Kolokyumda sunulacak bildirilerin de şu konular etrafında şekillenmesi bekleniyor:
* Yoksulluk Sorununun Tanımlanması ve Sorunun Ekonomik ve Siyasal Süreçlerle İlgisi
* Kent yoksulluğunun tanımlanması
* Kent yoksulluğunun değişen anlamları/boyutları
* Kır yoksulluğu ve kente göç
* Göç ve kentsel yoksulluk
* Kent yoksulluğu ve devlet
* Kent yoksulluğu, geçinme stratejileri ve aile stratejileri
* Kent yoksulluğunun mekansal boyutu
* Kentlerin parçalanması ve gettolaşma eğilimleri
* Gecekondu sorunu ve yoksulluk
* Karşılaştırmalı kent yoksulluğu çalışmaları
* Kent yoksulluğu ve suç
* Kent yoksulluğu: sınıf, toplumsal cinsiyet, etnik boyutları
* Orta sınıfların yoksullaşma dinamikleri
* Yoksulluğun üretilmesi ve dönüştürülmesinde planlamanın rolü
* Planlama ve sosyal adalet sorunu
* Yoksulluk ve yerel yönetimlerin rolü
* Kent yoksulluğu ve konut sorunu
* Kentsel altyapı/hizmet yoksulluğu
Düzenleyicilerce yayımlanan çağrıda kolokyumda gerçekleşecek tartışmaların bağlamı şöyle çiziliyor:
* Yeni bin yılın başlangıcında yoksulluk toplumsal bir sorun olarak gündemimizde önemli bir yer tutuyor.
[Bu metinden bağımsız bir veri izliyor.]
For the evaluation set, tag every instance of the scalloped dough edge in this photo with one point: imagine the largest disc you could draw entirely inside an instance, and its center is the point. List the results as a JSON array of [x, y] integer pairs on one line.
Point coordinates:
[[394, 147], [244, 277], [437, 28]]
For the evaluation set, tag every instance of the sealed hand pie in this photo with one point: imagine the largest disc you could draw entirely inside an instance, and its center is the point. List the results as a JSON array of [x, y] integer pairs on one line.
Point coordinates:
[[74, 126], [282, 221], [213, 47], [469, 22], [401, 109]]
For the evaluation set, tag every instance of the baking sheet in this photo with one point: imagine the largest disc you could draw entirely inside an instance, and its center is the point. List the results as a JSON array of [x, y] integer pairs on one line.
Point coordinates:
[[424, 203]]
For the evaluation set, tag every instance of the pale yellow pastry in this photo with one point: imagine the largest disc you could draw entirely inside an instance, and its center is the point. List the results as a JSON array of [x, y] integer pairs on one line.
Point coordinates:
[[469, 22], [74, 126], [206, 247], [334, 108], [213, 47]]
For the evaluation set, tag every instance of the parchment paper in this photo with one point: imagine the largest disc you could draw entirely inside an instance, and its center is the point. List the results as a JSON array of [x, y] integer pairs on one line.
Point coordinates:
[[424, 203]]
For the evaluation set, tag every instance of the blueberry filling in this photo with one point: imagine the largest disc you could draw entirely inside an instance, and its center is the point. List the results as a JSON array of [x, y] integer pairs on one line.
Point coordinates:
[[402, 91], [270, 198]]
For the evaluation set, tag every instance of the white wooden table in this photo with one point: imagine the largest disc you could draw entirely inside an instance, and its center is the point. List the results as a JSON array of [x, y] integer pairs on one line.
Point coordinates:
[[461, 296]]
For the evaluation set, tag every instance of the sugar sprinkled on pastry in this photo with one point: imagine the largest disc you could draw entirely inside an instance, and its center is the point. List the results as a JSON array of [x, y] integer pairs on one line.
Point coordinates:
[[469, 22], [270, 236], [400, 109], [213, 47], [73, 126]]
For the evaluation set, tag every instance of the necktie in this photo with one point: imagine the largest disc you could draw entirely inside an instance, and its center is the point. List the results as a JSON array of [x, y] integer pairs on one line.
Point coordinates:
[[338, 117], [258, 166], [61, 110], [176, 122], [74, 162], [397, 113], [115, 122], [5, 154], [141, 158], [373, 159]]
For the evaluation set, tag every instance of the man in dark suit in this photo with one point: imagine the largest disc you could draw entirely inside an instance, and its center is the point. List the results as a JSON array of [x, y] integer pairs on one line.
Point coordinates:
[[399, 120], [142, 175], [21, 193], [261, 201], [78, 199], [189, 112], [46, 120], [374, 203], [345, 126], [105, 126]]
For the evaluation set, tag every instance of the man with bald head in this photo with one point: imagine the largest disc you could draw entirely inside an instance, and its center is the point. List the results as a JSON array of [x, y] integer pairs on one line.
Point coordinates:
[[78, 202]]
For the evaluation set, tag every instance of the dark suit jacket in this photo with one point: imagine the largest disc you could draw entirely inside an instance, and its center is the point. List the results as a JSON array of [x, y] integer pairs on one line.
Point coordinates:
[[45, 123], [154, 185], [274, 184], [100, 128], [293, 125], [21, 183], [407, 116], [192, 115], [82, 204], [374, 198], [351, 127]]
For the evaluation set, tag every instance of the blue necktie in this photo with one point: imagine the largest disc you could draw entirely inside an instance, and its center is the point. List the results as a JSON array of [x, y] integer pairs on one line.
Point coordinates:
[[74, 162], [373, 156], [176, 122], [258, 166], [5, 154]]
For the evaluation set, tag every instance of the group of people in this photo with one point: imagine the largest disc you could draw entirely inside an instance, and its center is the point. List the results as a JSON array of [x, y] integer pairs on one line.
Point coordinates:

Gelir dağılımındaki adaletsizliğinin derinleşmesine ve refah devleti uygulamalarının zayıflatılmasına paralel olarak (kentsel) yoksulluğun boyutlarının artması ve çeşitlenmesi, küreselleşmenin ya da diğer bir anlatımla yeni dünya düzeninin bugün en somut sonuçlarından birisi olarak karşımızda duruyor.
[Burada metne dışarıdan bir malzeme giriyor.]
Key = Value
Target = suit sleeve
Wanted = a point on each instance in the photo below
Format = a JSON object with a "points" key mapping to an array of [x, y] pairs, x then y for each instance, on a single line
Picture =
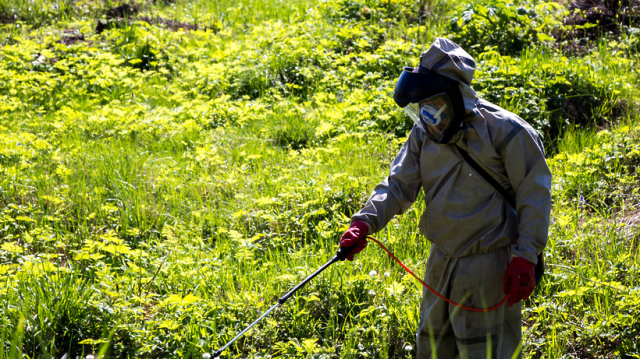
{"points": [[399, 190], [530, 177]]}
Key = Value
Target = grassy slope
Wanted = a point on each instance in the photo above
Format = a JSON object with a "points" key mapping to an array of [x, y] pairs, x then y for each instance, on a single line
{"points": [[161, 189]]}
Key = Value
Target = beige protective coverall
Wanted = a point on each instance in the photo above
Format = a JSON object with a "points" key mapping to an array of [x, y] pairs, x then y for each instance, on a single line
{"points": [[473, 230]]}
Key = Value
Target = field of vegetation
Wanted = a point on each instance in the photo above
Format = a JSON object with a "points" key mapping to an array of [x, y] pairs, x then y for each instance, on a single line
{"points": [[168, 169]]}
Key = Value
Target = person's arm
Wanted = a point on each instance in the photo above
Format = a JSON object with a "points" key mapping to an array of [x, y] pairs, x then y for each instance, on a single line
{"points": [[399, 190], [530, 177]]}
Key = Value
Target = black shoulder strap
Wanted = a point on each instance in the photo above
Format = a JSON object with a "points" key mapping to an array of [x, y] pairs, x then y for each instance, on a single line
{"points": [[487, 177], [539, 269]]}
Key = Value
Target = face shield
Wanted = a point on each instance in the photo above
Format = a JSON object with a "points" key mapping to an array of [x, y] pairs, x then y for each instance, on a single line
{"points": [[434, 115], [433, 102]]}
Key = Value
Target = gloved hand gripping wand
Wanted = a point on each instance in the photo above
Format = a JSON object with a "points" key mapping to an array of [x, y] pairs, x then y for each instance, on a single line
{"points": [[340, 256]]}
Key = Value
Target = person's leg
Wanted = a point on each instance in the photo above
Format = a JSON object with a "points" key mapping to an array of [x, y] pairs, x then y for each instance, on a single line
{"points": [[435, 338], [478, 283]]}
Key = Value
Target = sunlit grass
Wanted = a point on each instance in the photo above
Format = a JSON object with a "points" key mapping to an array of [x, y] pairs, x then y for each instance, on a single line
{"points": [[153, 203]]}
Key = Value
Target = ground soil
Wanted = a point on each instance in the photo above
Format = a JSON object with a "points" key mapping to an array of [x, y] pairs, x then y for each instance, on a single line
{"points": [[71, 36], [122, 15]]}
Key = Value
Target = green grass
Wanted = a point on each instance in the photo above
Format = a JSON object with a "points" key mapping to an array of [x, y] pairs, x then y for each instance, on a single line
{"points": [[160, 189]]}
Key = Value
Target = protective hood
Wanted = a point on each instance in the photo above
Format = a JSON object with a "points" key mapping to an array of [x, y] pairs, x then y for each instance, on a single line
{"points": [[448, 59]]}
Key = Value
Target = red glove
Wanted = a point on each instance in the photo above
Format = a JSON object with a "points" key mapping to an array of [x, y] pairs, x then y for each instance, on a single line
{"points": [[519, 280], [356, 237]]}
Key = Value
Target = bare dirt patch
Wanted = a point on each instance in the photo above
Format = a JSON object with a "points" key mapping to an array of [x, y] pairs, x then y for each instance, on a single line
{"points": [[122, 15], [71, 36]]}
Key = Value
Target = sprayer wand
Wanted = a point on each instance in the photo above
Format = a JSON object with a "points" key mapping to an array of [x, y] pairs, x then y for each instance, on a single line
{"points": [[340, 256]]}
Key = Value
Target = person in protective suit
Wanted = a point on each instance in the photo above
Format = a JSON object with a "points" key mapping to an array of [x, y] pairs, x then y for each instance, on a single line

* Bu gelişmeler, yoksulluk sorununu, hem akademik çevrelerin hem de siyasa yapıcıların önemli gündemlerinden birisi haline getirmiş bulunuyor. Bu konuda yapılan çalışmaların sayısı hızla artarken, gerek ulusal gerekse de uluslararası düzeylerde çeşitli kuruluşlar yoksulluk sorununun toplum üzerindeki olumsuz sonuçlarını hafifletmeye yönelik siyasa önerileri ile ortaya çıkıyorlar. Yoksulluk sorununa uzun süreler duyarsız kalan Dünya Bankası gibi kuruluşlar bile, kendi kaygıları çerçevesinde, yoksulluk sorununa ilişkin bir gündemin oluşturulmasına katkıda bulunuyor.
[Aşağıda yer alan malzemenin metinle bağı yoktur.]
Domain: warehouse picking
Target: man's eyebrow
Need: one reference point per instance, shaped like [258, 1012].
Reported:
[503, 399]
* Yoksulluk ve yarattığı sorunlar giderek ağırlaşırken, başta büyük kentler olmak üzere kentler, bu sorunun yoğunlaştığı ve somutlaştığı mekanlar olarak karşımıza çıkıyor. Gelecek yıllarda yoksulluk ve yarattığı sorunların kentleri öncekinden çok daha dramatik boyutlarda bir krizin içine itmesi kaçınılmaz görünüyor.
* Büyük kentler bir yandan zengin gettoları ile yoksul gettolarının oluşturduğu bir çelişki yumağı haline gelirken, gerek kentsel hizmetler, gerek yaşam düzeyi, gerekse de mekan standartları açısından birbirinden yalıtılmış bu mekanlar arasındaki fark giderek açılmaktadır. Söz konusu tüm bu eşitsizlikler ve parçalanmanın kent planlama açısından da önemli sonuçlarının olacağı açıktır. Çalışma nesnesindeki bu değişimleri görmezden gelen ve yoksulluğun giderek derinleşmesi karşısında sosyal adalet temelli bir yaklaşımı ön plana çıkaramayan bir planlama pratiğinin meşruiyetinin sorgulanması kaçınılmazdır.
* Plancıların kent sorunlarına yaklaşımlarının ve önerdikleri çözümlerin değişen ve derinleşen bu çelişkiler ve eşitsizlikler karşısında yeniden düşünülmesi gerekiyor. Kentsel hizmetlerin sunumundan, plan önceliklerine, gecekondu konusunda takınılacak tavırdan, mevcut kent dokusunun dışına kaçmaya başlayan varlıklı kesimlerin konut alanlarına kadar uzanan geniş bir alanda plancıların nasıl bir tutum takınacaklarının gözden geçirilmesi bir zorunluluk haline gelmiş bulunuyor.